Un pupitre pour chaque petit
« Fort heureusement, nous avions prévu une forte augmentation », annonce avec joie Jean-Michel Nahas, conseiller en communication à la commission scolaire. En 2010, une hausse de 35% de la clientèle était annoncée d’ici 2014 par le ministère de l’Éducation. « Mais en plus, les prévisions du ministère ne tiennent pas compte de la construction immobilière qui est importante notamment dans le nouveau Saint-Laurent », dit M Nahas.
Bâtir pour l’avenir
Afin de pouvoir accueillir les nouveaux élèves qui s’annoncent encore plus important en nombre, la CSBM doit se préparer d’avance. C’est pourquoi les écoles Enfants-du-Monde, Katimavik-Hébert et Morand-Nantel-Beau-Séjour se font agrandir depuis plusieurs mois. Les travaux se poursuivront pendant la période scolaire « c’est un défi, surtout au niveau de la collaboration avec les parents, car certains travaux auront lieu pendant que les élèves seront en classe », explique M. Nahas.
« Dans deux, trois écoles où il y a des agrandissements, on nous dit que les choses ne se déroulent pas comme d’habitude, il y a des locaux qu’on ne peut plus utiliser par exemple. Mais au final, c’est une bonne nouvelle pour tous », pense le conseiller. Certaines dispositions sont déjà en place afin de permettre une cohabitation des travaux et des impératifs scolaires. Par exemple, l’école Enfant-du-Monde aura deux périodes de récréation, car les roulottes de chantier bloquent une partie de cour de récréation. Les travaux commencés il y a quelques mois n’auront pas été achevés avant la rentrée. « C’est un peu illusoire de penser que pendant l’été on peut construire 20 locaux », affirme M. Nahas.
Des projets ambitieux.
La CSMB se concentrera sur trois grands objectifs cette année. Le premier sera l’augmentation de la diplomation au secondaire. La commission scolaire espérait obtenir un taux de 76% en 2014. Or 76% des élèves du secondaire de la CSMB ont obtenu leur diplôme d’études secondaire en 2012. « On a atteint notre objectif et on veut faire encore mieux. Pour se faire, il faut entreprendre des actions concrètes, notamment dans l’aide aux devoirs », déclare M. Nahas.

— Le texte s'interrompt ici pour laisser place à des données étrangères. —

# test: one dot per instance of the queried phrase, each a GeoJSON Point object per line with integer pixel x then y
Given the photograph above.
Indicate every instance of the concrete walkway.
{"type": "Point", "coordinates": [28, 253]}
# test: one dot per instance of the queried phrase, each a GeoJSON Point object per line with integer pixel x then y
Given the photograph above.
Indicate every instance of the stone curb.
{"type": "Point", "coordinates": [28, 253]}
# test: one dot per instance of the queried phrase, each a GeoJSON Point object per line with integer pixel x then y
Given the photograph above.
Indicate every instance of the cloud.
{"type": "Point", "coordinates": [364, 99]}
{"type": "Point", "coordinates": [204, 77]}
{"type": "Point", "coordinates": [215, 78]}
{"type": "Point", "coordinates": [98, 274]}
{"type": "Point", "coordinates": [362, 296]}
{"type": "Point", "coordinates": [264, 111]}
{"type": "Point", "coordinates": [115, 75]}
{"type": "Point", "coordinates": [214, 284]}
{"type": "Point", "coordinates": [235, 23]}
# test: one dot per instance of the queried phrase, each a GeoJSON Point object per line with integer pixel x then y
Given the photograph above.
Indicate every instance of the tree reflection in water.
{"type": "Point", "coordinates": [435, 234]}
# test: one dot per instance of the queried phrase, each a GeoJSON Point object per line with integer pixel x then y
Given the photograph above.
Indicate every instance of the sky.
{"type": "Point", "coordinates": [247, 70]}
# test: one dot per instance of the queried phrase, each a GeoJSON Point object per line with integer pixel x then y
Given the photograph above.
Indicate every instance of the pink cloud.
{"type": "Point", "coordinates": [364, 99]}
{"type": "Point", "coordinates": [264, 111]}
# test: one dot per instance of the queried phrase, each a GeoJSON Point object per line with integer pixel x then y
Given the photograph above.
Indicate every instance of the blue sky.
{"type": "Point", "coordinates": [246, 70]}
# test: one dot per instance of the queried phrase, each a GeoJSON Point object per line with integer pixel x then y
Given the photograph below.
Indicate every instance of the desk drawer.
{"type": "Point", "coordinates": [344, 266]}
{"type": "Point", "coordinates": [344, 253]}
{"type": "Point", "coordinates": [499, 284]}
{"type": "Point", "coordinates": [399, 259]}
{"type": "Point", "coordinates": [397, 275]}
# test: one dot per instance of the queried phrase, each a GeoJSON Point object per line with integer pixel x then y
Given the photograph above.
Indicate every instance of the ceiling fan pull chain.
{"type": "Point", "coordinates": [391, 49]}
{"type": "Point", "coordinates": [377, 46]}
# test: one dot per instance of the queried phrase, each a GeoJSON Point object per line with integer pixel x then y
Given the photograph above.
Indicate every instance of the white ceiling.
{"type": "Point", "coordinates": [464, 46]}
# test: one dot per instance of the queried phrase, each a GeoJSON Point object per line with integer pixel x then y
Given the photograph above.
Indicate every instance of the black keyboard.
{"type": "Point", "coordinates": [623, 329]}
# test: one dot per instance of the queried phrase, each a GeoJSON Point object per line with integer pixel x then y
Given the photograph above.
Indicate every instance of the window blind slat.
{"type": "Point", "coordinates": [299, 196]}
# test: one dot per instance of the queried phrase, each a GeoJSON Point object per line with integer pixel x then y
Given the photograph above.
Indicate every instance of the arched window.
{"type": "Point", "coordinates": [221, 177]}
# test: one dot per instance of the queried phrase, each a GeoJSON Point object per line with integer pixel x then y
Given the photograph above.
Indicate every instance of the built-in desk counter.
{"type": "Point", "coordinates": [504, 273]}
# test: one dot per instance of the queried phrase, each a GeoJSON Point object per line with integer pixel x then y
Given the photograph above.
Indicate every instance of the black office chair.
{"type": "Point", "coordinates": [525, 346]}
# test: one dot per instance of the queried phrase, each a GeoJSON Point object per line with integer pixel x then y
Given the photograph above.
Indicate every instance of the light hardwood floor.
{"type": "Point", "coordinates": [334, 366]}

Au courant de l’année, la CSMB organisera des groupes de rencontre avec l’Institut du Nouveau Monde au sujet de diversité et de la langue française afin de « développer une culture de vivre ensemble dans la langue française. »
« À la CSMB on fait des choses positives pour l’interculturalisme, mais on pourrait peut-être en faire d’autres et faire collaborer les écoles ensemble. » Cette collaboration se ferait au niveau de la CSMB puis ensuite pourrait s’étendre au Québec, voir même plus loin si le modèle qui sera développé trouve preneur, annonce M Nahas.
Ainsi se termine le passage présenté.